# Panasonic connections



## Guest (Apr 22, 2008)

Ok here's a couple of challenging integration questions for the more knowledgable HT guy/gal.

I would like to buy the Panasonic professional 42" plasma TV (TH-42PH10UKA), however it does not come with an integrated tv tuner (it is classified as a 'monitor'). If I buy the Panasonic DVD/digital TV tuner (DMR-EZ28) in lieu of a set-top box (because I don't want cable TV) and the Panasonic home theater system with DVD/receiver (SC-PT660), are all these Panasonic components compatible? Can they be seamlessly integrated via Viera link? Or is there a plug-in board for the TV that I could buy in lieu of the DVD/TV tuner?

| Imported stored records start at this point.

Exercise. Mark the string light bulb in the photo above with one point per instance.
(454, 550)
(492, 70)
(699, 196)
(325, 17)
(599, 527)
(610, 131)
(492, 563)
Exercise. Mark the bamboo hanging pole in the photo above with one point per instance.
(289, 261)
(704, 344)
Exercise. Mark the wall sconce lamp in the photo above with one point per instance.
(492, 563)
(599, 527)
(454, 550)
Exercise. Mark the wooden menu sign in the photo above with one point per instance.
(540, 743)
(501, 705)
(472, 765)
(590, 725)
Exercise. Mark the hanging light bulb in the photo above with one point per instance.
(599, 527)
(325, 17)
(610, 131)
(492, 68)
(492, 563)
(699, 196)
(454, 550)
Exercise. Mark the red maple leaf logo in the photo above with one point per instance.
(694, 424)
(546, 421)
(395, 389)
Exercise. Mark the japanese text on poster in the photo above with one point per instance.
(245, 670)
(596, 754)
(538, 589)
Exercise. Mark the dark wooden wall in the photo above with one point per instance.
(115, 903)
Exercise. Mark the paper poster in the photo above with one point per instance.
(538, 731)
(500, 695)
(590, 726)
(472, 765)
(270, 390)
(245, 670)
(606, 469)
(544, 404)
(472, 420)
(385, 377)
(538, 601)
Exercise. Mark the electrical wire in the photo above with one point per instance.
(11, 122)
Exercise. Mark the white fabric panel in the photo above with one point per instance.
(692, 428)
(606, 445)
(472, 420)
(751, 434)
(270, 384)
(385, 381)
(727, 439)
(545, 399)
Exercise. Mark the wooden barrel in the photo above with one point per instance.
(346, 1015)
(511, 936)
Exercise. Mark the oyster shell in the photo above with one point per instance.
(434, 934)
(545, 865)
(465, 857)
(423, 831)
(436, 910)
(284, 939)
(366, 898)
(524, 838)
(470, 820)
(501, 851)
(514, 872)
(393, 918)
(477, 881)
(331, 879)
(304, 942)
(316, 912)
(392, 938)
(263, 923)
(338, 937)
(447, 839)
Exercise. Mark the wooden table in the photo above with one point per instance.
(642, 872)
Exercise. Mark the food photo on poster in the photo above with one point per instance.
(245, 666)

Would you output two HDMI cables from the DVD/receiver and the DVD/TV tuner to the TV, then run a set of audio cables from the DVD/TV tuner to the DVD/receiver, which could then output sound from either source to the speakers?


----------



## Wayne A. Pflughaupt (Apr 13, 2006)

*Re: Panasonic*


You should be fine. You’ll have to connect the DVD player’s video feed directly to the TV though, as the PT660 does not have any video inputs. It will accept an optical audio feed from the DVD Recorder, so you’re good there. 

From what I can tell from the reviews at Amazon, the DMR-EZ28 is not a true HD tuner. 1080P is a reference to the "upconverting" resolution of regular DVD's. 

By the way, the DMR gets mixed reviews at both Amazon and E-opinions.

Regards,
Wayne


----------